Yaroslav_Bulatov

00

Gray Area -- good question, thanks for bring my attention to reservoir sampling. I found a compact description of it in Devroye's "Non-Uniform ..." and for sampling just 1 integer x it looks as follows

- At step 1, let x=1
- At step k, let x=k with probability 1/k

sum_i 1/i diverges, this means x will never stop growing

pdf23ds -- I think you can use reservoir sampling for sampling from infinite streams, an interesting question is when it works. For instance, consider an infinite stream of IID bits, 1-element reservoir sampling converges after 1 step. An interesting question is when exactly it works -- my intuition is that it works whenever the stream has finite entropy, and a stationary Markov property

00

Interesting post, thanks for the Jaynes link.

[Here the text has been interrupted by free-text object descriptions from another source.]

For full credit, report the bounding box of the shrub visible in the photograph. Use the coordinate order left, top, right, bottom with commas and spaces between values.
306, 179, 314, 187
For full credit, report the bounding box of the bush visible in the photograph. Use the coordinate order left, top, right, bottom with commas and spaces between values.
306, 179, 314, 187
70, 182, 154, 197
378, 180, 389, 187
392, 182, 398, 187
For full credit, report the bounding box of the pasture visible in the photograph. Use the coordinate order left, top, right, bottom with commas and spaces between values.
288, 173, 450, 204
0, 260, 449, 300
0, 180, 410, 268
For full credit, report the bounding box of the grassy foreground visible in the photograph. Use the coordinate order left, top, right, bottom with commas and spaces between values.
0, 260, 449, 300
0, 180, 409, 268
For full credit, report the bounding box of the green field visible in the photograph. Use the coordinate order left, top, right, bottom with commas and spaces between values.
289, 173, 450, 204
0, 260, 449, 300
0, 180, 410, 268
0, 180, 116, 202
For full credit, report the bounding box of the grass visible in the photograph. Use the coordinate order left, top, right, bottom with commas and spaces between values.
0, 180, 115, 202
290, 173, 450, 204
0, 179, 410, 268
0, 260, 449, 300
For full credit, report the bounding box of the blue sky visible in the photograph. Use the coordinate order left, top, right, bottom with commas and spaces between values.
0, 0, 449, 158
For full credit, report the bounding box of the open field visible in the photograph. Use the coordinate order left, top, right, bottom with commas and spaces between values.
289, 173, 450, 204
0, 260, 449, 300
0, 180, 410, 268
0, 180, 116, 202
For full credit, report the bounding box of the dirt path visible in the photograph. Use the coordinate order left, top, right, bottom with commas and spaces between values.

Related book which is a great read is Szekely's Paradoxes in Probability Theory and Statistics

I think the most intriguing paradoxes are the ones that experts can not agree how to resolve. For instance, take the two envelope paradox: you are presented with two envelopes, one has twice as much money as the other. You are told that first envelope contains x dollars, which envelope should you choose? From expected value calculations, the other envelope has $1.25x which is larger regardless of x. Turns out that the paradoxical "always pick the other one" solution comes out even if we introduce a proper prior on the amounts in envelopes

Disallowing a symbol for "all events" breaks the definition of a probability space. It's probably easier to allow extended reals and break some field axioms than figure out do rigorous probability without a sigma-algebra.